The Ashley Smith prison death inquest resumes Wednesday in Toronto with arguments over what the probe should examine.
Smith's family and the presiding coroner want a broader focus that includes how Smith was treated in prisons outside Ontario.
The federal government and a handful of doctors want a narrowly focused hearing, arguing the inquest has no jurisdiction outside the province.
The arguments should have begun on Tuesday, but the government held up proceedings.
It spent the day pressing the coroner to ban publication of prison videos of Smith, then said it would go to court when the coroner refused the ban or to delay proceedings further.
The 19-year-old Smith choked to death in her cell in Kitchener, Ont., five years ago.
The video issue came to the fore because a handful of doctors — backed by Correctional Service — are challenging the scope of the inquest.
They argue Dr. John Carlisle's authority ends at the Ontario border.

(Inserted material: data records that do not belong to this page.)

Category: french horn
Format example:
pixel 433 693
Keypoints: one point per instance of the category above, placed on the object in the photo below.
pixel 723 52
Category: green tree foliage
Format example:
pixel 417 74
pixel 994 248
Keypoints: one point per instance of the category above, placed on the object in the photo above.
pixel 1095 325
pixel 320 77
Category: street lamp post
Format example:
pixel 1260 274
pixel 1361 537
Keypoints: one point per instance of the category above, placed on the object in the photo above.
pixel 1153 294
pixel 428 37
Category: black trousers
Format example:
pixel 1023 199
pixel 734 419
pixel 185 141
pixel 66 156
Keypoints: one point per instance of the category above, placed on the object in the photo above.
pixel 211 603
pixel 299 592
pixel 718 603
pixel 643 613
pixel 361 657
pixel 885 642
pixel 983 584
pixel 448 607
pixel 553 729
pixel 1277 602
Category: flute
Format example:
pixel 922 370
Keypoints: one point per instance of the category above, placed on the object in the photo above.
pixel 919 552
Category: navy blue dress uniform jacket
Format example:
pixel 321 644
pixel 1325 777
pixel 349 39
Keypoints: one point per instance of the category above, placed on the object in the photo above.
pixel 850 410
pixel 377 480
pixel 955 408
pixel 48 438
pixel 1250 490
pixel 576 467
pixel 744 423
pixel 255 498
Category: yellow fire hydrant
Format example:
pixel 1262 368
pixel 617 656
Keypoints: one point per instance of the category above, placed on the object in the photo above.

Smith's family — backed by the province's child advocate, prisoner advocates and prison guards — argues the inquest must examine her treatment in institutions outside Ontario.
Smith spent her final year in solitary confinement, shunted 17 times among nine different prisons in five provinces with little treatment for her mental illness.
The family plans to use the videos and other materials to argue the inquest should be broad.
The videos show Smith being physically restrained for hours at a time, at one point strapped to a gurney in a wet security gown.
They also show staff at the Joliette Institution in Montreal giving her intravenous drugs without her consent. On one occasion, guards in riot gear surround the handcuffed Smith as she is injected.
At another point, they use duct tape to restrain her.